Russia, US in tit-for-tat diplomats’ expulsion

MOSCOW - Moscow on Saturday said it had expelled two US diplomats as a retaliatory move after Washington turfed out two Russian officials over an attack on a US embassy worker last month.

"After their unfriendly step two employees of the United States embassy had to leave Moscow," Russia's deputy foreign minister Sergei Ryabkov said.

"They were declared persona non grata for activities incompatible with their diplomatic status."

Ryabkov accused the two US diplomats of being CIA agents and said that one of them had been involved in a brawl with a policeman in Moscow that sparked the tit-for-tat expulsions.

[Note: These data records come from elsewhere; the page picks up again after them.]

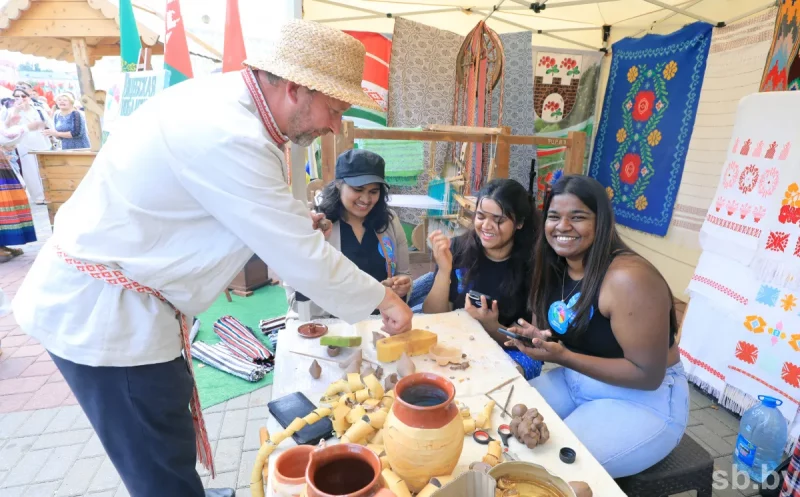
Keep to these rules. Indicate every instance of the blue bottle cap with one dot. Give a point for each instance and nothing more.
(770, 401)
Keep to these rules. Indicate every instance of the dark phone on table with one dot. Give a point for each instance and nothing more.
(475, 298)
(297, 405)
(527, 341)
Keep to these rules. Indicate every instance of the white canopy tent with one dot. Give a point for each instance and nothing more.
(558, 23)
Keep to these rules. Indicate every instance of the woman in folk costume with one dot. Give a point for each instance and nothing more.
(16, 221)
(23, 113)
(364, 229)
(175, 204)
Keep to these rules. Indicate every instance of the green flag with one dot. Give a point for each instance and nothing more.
(129, 42)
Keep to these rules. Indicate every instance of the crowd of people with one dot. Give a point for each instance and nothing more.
(28, 125)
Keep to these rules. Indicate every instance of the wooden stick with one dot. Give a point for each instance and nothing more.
(498, 387)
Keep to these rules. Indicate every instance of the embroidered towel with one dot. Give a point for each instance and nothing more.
(773, 151)
(753, 169)
(703, 344)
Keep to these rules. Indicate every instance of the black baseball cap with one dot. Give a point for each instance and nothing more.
(360, 167)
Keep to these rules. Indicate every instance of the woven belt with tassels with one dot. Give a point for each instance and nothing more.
(118, 278)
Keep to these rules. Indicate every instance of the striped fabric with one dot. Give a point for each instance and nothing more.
(16, 221)
(221, 357)
(241, 341)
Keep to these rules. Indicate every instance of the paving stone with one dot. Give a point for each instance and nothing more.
(258, 412)
(226, 457)
(106, 478)
(13, 451)
(58, 464)
(42, 489)
(707, 418)
(223, 480)
(93, 448)
(66, 438)
(246, 468)
(240, 402)
(11, 422)
(36, 424)
(213, 424)
(25, 471)
(80, 475)
(233, 424)
(699, 399)
(261, 396)
(251, 440)
(14, 366)
(715, 442)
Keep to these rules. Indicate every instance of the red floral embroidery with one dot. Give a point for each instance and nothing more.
(643, 105)
(791, 374)
(629, 172)
(789, 214)
(777, 241)
(746, 352)
(748, 179)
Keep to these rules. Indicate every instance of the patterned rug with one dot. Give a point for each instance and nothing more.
(422, 79)
(648, 115)
(565, 95)
(782, 69)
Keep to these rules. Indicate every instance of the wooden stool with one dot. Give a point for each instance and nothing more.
(687, 467)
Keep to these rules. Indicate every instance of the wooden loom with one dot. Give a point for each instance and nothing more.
(334, 145)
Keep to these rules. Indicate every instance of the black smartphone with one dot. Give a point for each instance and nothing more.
(297, 405)
(510, 334)
(475, 298)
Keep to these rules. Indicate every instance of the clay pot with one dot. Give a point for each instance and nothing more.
(289, 475)
(344, 470)
(423, 434)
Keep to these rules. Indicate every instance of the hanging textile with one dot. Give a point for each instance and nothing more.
(782, 69)
(479, 69)
(648, 117)
(565, 84)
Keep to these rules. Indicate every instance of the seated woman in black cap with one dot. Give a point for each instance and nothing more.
(364, 229)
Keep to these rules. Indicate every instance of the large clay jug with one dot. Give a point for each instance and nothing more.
(423, 434)
(344, 470)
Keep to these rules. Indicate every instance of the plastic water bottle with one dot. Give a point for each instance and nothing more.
(762, 436)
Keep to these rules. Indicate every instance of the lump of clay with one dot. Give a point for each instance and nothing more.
(315, 370)
(405, 366)
(390, 382)
(529, 428)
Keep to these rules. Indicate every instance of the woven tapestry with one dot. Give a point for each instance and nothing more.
(517, 100)
(421, 88)
(782, 69)
(565, 96)
(375, 80)
(733, 71)
(648, 115)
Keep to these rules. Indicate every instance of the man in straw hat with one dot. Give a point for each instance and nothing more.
(176, 202)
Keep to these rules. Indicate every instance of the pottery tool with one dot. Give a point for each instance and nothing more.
(508, 399)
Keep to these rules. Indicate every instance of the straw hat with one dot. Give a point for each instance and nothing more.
(320, 58)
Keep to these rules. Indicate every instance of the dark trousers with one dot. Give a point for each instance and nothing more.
(141, 415)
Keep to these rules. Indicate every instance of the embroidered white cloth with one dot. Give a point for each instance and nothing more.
(749, 182)
(179, 198)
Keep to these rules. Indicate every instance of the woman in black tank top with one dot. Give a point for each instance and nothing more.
(606, 315)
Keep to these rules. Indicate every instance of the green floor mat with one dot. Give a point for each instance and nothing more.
(214, 385)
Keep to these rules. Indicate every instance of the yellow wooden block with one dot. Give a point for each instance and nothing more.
(414, 342)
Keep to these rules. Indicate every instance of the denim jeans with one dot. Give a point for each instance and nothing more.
(626, 430)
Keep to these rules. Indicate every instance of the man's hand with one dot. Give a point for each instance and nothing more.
(319, 222)
(400, 284)
(396, 313)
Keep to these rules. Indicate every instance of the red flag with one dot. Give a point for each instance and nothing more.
(233, 53)
(176, 50)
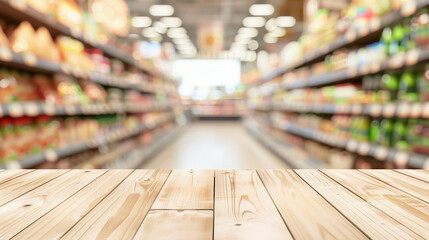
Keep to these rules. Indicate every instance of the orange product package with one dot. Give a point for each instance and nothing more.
(22, 38)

"We hope Washington recognises all the same the perversity of its anti-Russian line. If they decide to move further along the path of escalation it will not remain unanswered," Ryabkov warned. The United States State Department on Friday announced that it had expelled two Russian officials over an attack on a US diplomat in Moscow last month by a policeman.

State Department spokesman John Kirby said that on June 6, a Russian policeman attacked an accredited US diplomat entering the US embassy compound, after the American official identified himself.

Moscow, however, disputes that version of events and insists the US diplomat was a CIA agent who attacked the policeman as he tried to stop him to check his ID as he returned from a spying mission in the city.

Russian state-controlled television on Thursday broadcast what appeared to be footage of the attack, saying it showed a Russian police guard stationed outside the embassy tackling a man alleged to be an undercover CIA officer attempting to enter the building without identifying himself.

In the short, grainy clip - which appears to contradict the Russian report - a man exiting a taxi is almost immediately attacked by a policeman who bursts from a sentry box and wrestles him to the ground. With the officer pinning him down, the man manages to push himself through a door into the embassy.

The expulsions had been kept secret until the footage was aired on Russian TV, with Ryabkov accusing US diplomats in Washington of failing to "keep their word" after asking Moscow not to publicise the moves.

The latest incidents come after complaints from Washington about what it deemed a mounting campaign of harassment and intimidation of American diplomats and their families in the Russian capital.

Ties between the US and Russia are at their lowest point since the Cold War over the crisis in Ukraine.